PTO Guidance on AI and Inventorship

Questions about who, or what, can claim inventorship on AI-assisted inventions have been tested in the last few years. The USPTO has issued a 27-page pdf to give guidance on the question of “how inventorship should be determined in U.S. patents and patent applications when AI, including generative AI, plays a role in the conception and/or reduction to practice of a given invention.”

The short version is that nothing has changed- only natural persons are considered as possible inventors.

That goes for, “joint inventors” or “coinventors” as well. Attempting to list a machine on an Application Data Sheet will be seen as improper inventorship.

Back in 2019, the Patent Office crowdsourced the public’s thoughts on AI-assisted inventions. It published a report on the findings in 2020, and in 2022 and 2023, the PTO held conferences where the major issues were considered.

A recent Executive Order was sent out recognizing the great potential of AI to solve some difficult problems but also calling for guidelines to both encourage a competitive ecosystem and guard against emerging risks. The USPTO guidance is a direct response to that Executive Order.  
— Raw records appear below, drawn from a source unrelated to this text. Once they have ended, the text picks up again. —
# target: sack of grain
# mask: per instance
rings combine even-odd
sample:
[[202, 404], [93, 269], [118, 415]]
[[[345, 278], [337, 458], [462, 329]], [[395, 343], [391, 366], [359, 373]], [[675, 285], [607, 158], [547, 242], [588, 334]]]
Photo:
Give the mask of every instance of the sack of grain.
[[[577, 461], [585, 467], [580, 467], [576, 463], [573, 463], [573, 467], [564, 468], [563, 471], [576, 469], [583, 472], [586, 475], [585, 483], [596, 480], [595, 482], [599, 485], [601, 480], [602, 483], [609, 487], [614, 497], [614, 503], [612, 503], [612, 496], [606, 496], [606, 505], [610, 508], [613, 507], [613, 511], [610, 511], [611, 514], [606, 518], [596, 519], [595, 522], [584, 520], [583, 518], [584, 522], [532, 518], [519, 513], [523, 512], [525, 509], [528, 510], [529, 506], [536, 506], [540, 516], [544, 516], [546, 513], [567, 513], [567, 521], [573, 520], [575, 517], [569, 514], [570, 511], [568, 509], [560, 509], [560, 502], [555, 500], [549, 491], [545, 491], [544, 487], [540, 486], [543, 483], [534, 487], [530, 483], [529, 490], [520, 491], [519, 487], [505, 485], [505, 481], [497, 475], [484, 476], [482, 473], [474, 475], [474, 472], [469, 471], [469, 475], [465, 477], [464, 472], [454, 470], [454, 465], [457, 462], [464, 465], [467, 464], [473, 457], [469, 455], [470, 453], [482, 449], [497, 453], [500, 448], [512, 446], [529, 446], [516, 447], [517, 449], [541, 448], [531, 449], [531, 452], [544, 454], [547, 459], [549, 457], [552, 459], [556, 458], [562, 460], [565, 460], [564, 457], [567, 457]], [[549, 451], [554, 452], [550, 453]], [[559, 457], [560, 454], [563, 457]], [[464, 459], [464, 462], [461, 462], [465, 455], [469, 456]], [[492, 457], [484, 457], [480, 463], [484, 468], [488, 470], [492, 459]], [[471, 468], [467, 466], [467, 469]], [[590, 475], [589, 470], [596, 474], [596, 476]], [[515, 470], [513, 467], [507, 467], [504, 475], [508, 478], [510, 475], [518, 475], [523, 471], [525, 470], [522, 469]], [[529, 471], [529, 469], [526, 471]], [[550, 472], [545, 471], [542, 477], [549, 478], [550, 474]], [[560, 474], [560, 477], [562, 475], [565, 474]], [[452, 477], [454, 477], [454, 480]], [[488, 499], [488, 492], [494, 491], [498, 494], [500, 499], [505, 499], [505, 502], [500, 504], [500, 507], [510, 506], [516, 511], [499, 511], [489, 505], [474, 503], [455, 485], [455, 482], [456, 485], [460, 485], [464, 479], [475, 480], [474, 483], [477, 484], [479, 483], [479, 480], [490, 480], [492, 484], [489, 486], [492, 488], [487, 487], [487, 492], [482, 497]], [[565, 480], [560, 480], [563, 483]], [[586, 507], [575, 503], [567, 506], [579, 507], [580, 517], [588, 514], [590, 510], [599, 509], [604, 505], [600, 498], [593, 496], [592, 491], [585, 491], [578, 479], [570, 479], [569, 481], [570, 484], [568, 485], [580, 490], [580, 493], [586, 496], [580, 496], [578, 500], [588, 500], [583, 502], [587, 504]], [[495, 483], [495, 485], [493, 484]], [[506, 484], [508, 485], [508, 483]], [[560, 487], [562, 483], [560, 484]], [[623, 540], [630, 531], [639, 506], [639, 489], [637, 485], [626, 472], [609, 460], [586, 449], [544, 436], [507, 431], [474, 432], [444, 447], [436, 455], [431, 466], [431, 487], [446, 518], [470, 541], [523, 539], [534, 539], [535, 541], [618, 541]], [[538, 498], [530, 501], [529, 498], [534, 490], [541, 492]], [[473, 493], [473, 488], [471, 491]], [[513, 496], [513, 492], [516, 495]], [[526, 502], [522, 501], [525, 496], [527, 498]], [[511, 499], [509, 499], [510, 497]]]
The USPTO, while affirming that inventors must be natural persons, does acknowledge that “AI systems could perform acts that, if performed by a human, could constitute inventorship under existing U.S. patent law”. It also states that “AI-assisted are not categorically unpatentable, but inventorship analysis should focus on human contributions as patents function to incentivize and reward human ingenuity”.

The stress is that the U.S. patent system is designed to encourage human ingenuity.

Some of the guiding principles in determining AI-assisted inventorship include:

  • A natural person’s use of an AI system in creating an AI-assisted invention doesn’t negate the person’s contribution as an inventor.
  • Merely recognizing a problem doesn’t rise to the level of conception. A natural person who only presents a problem to an AI system may not be a proper inventor.
  • Reducing an invention to practice alone is not a significant contribution that rises to the level of inventorship.
  • A natural person who designs, builds, or trains an AI system in view of a specific problem to elicit a particular solution could be an inventor, if that person’s contribution was significant.
  • Maintaining intellectual domination over an AI system does not, in itself, make a person an inventor of any inventions created through the use of AI. Simply owning the system doesn’t make the person an inventor.

The guidance also stresses the duty of being forthcoming about the contributions that humans made in an AI-assisted inventions.

The discussion in the guidance clearly references Stephen Thaler and his attempts to get his DABUS system recognized as an inventor. The issues at stake for the PTO are that the patent system is conceived as an incentive and encouragement for human ingenuity and stimulus to sharing of knowledge. Including an AI system as an inventor isn’t going to stimulate more ingenuity in the AI system, so there is no point in it.

Nor is an AI system going to seek protection from infringement on any hypothetical patents to its name.

The rest of the guidelines are trying to find the balance between the input of human and machine in the process of innovation.